The evidence of people requiring facilities was never in the Authority's mind and had been completely ignored. Mr. Hanlon had "descended into the arena" during the case, Mr. Jackson-Lipkin continued. Of 95 questions put to one witness, 69 were by Mr. Hanlon.

For nine respondents, Mr. T. H. Campbell Wardlaw said that the application must find its origin in the application and revocation of the licence of General Haulage (Lemington). Even had untainted figures been produced, it could not conceivably be said that a prima facie case had been established.

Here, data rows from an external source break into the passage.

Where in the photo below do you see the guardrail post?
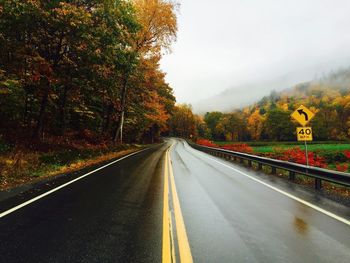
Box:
[315,178,322,190]
[271,167,277,174]
[289,171,295,181]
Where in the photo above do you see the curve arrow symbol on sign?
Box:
[298,110,309,121]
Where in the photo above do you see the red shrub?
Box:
[279,147,327,168]
[344,151,350,159]
[197,139,218,147]
[221,143,253,153]
[336,163,349,172]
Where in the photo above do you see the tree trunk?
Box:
[33,78,50,139]
[103,103,113,135]
[59,85,69,135]
[113,77,128,143]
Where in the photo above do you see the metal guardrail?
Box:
[188,142,350,190]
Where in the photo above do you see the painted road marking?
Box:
[187,144,350,226]
[0,148,150,221]
[162,150,172,263]
[162,143,193,263]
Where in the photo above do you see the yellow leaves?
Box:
[132,0,177,53]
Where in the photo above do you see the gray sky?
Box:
[161,0,350,110]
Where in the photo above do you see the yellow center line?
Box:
[162,151,171,263]
[167,144,193,263]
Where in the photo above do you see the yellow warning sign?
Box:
[297,127,313,142]
[291,105,315,126]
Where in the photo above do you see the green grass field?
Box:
[214,141,350,153]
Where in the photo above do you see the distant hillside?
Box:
[193,70,324,114]
[204,68,350,141]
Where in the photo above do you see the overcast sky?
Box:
[161,0,350,110]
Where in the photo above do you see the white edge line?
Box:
[0,148,150,218]
[187,143,350,226]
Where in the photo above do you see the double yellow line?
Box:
[162,147,193,263]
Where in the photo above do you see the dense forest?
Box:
[0,0,177,145]
[171,69,350,141]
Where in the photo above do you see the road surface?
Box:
[0,139,350,262]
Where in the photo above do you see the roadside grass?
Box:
[253,143,350,153]
[0,145,143,190]
[214,141,350,153]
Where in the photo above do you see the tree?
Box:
[169,104,197,138]
[264,108,295,141]
[204,111,224,140]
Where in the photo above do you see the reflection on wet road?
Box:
[170,140,350,262]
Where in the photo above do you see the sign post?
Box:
[291,105,315,167]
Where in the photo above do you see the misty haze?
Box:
[0,0,350,263]
[161,0,350,113]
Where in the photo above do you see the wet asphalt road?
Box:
[0,140,350,263]
[171,141,350,262]
[0,145,166,263]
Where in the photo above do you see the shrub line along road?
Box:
[0,139,350,262]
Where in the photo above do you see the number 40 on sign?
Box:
[297,127,312,141]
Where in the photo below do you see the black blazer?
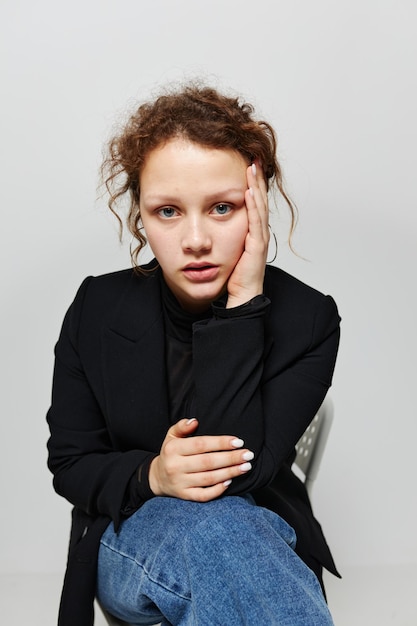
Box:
[48,262,340,626]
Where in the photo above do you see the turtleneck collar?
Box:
[161,277,212,343]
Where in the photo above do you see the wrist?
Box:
[226,288,262,309]
[148,456,163,496]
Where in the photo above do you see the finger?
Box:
[181,483,230,502]
[177,450,255,470]
[167,435,244,456]
[167,417,198,438]
[184,461,252,488]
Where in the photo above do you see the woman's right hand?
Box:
[149,419,253,502]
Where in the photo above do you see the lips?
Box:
[182,263,219,282]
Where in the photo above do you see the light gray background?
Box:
[0,0,417,584]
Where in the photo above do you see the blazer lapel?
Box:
[102,270,170,452]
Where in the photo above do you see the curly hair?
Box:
[101,84,297,269]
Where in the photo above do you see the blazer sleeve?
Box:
[47,277,155,527]
[193,288,340,495]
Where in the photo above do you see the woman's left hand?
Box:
[226,161,269,309]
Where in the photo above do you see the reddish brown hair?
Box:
[102,84,297,267]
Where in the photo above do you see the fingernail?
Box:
[242,450,255,461]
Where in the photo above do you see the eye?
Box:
[213,202,232,215]
[157,206,177,219]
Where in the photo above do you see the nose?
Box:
[182,215,212,252]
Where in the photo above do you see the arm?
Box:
[194,288,339,494]
[47,279,155,525]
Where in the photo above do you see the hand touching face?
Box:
[140,138,268,311]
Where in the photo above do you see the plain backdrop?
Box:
[0,0,417,588]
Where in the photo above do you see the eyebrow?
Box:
[142,187,246,204]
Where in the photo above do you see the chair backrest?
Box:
[293,397,334,496]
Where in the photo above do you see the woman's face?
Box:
[140,138,248,312]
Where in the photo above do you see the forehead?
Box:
[140,138,248,186]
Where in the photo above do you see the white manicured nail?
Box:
[242,450,255,461]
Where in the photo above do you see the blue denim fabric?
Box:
[97,496,333,626]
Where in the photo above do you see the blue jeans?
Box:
[97,496,333,626]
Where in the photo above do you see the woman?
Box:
[48,85,339,626]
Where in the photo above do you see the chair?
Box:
[100,397,334,626]
[292,397,334,497]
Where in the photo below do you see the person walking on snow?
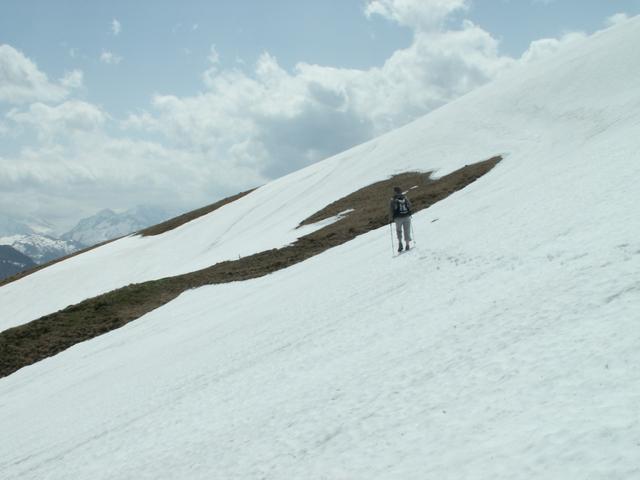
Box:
[389,187,411,252]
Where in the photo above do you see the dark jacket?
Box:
[389,193,411,219]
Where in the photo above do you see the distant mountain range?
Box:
[60,206,172,247]
[0,206,176,280]
[0,245,36,280]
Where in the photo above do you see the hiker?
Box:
[389,187,411,252]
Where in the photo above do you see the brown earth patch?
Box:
[0,157,501,377]
[0,189,255,287]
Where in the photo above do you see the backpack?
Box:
[394,195,411,217]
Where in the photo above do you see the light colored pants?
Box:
[394,217,411,243]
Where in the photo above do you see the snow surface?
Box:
[0,18,640,480]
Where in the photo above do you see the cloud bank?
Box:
[0,0,626,231]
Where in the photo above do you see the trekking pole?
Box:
[389,222,395,257]
[410,215,418,244]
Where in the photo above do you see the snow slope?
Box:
[0,18,640,480]
[0,19,640,329]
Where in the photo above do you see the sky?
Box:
[0,0,640,231]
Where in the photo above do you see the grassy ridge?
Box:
[0,157,501,377]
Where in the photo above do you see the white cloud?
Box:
[0,44,69,104]
[606,13,630,27]
[520,32,587,63]
[125,12,514,177]
[111,18,122,37]
[6,100,108,143]
[365,0,469,31]
[60,70,84,89]
[100,50,122,65]
[0,0,622,229]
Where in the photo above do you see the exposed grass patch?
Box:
[0,157,501,377]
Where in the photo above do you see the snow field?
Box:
[0,15,640,480]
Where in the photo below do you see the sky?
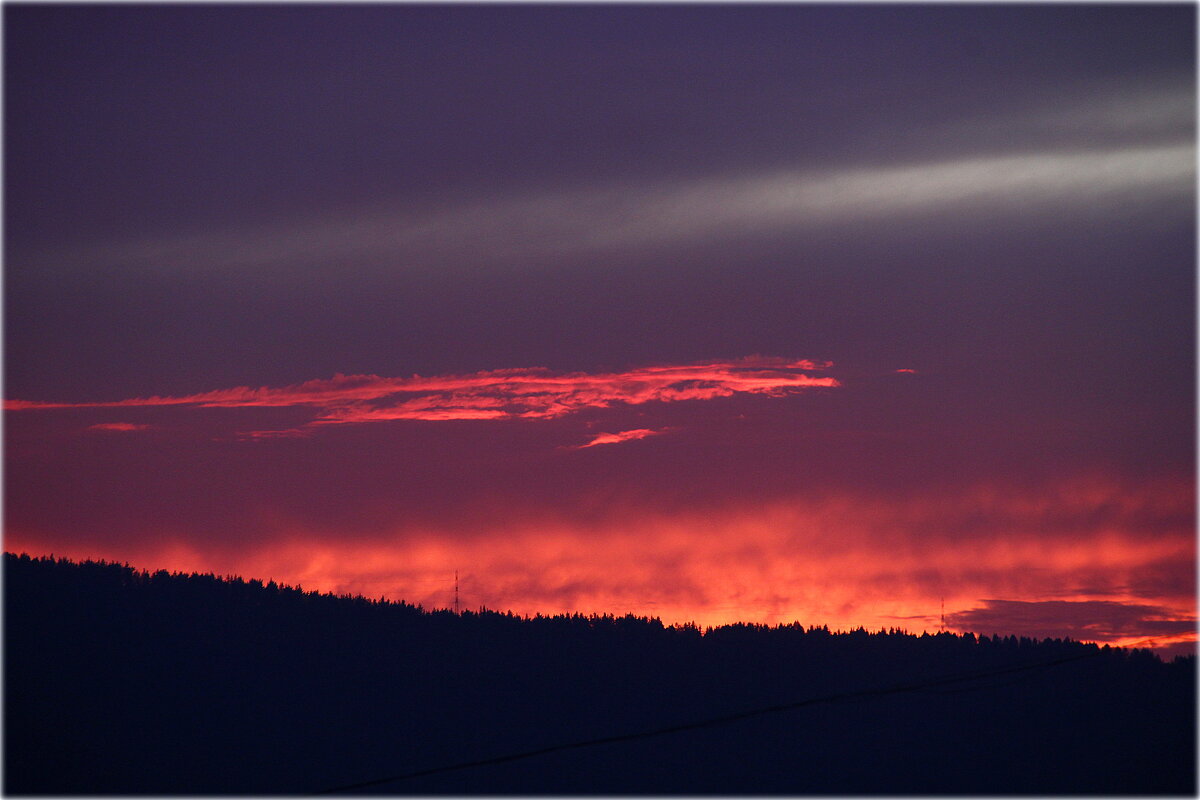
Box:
[4,4,1196,654]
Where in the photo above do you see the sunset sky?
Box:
[4,4,1196,652]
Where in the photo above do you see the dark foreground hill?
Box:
[4,554,1195,795]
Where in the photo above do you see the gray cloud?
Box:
[34,142,1195,281]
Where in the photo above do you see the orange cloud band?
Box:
[6,480,1195,644]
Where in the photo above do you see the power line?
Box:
[313,639,1153,794]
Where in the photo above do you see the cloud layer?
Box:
[5,356,840,431]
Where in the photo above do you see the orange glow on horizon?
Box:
[5,474,1195,645]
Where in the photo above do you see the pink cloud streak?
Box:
[578,428,666,450]
[5,356,841,425]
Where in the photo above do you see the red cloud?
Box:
[88,422,150,432]
[5,356,840,425]
[578,428,665,450]
[5,472,1196,646]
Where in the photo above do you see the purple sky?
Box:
[4,4,1196,657]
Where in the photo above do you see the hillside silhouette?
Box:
[4,553,1196,795]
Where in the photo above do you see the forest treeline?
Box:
[4,553,1195,795]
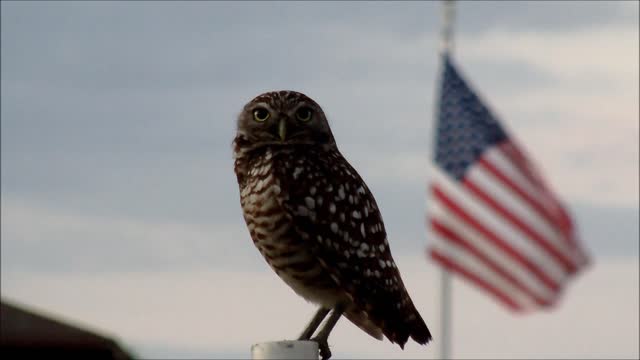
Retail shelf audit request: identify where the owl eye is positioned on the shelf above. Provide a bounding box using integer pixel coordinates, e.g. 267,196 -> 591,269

Opening the second appeal—against the revocation by the North Western Authority—Mr. Jackson-Lipkin said that the grounds of revocation were that a statement of intention had been made with regard to the base of the vehicles which had not been fulfilled. The appellant's case was that it had not, for the purposes of the Act, moved its base from Salford, where it had its registered offices, to South Bank, and all operations carried out by the vehicles in the Northern traffic area were with the prior knowledge of the North Western Authority's staff. The penalty, in any case, was too harsh and insupportable because of the unblemished character over many years of the leading lights of the company, Mr. H. L. Walker and Mr. Bennett—both directors of the company.

Referring to the way the case had been presented at Manchester during the inquiry (The Commercial Motor, November 22, 1963), Mr. Jackson-Lipkin said that Mr. Walker was a very sick man who had been seriously ill for the greater part of the time under investigation. He had felt so deeply about matters in the Northern area that he knew the only chance he would have of bringing his and his colleagues' grievances to public attention was to endeavour to bring them out at the hearing before Maj.-Gen. Elmslie. They were matters which, strictly speaking, had no relevance.

"He (Mr. Walker) felt that unless somebody spoke about the situation which was hanging over Teesside*, to the extent of threatening to remove many of the vehicles available to steel companies on Tees-side, the matter would go without reference", Mr. Jackson-Lipkin continued.

After tracing the history of Tribunal judgments concerning operating bases, in which he quoted from 16 appeal cases, Mr. Jackson-Lipkin submitted that "engineering goods" in the normal user must refer to steel. He stressed that one of the matters that had to he taken into account was the fact that Booth had relied on advice tendered by its then solicitor.

Mr. Walker was referring to certain adjourned inquiries in which several hauliers had been called before the Northern L.A. to show cause why their licences shipuld not be revoked for operating longlength trailers.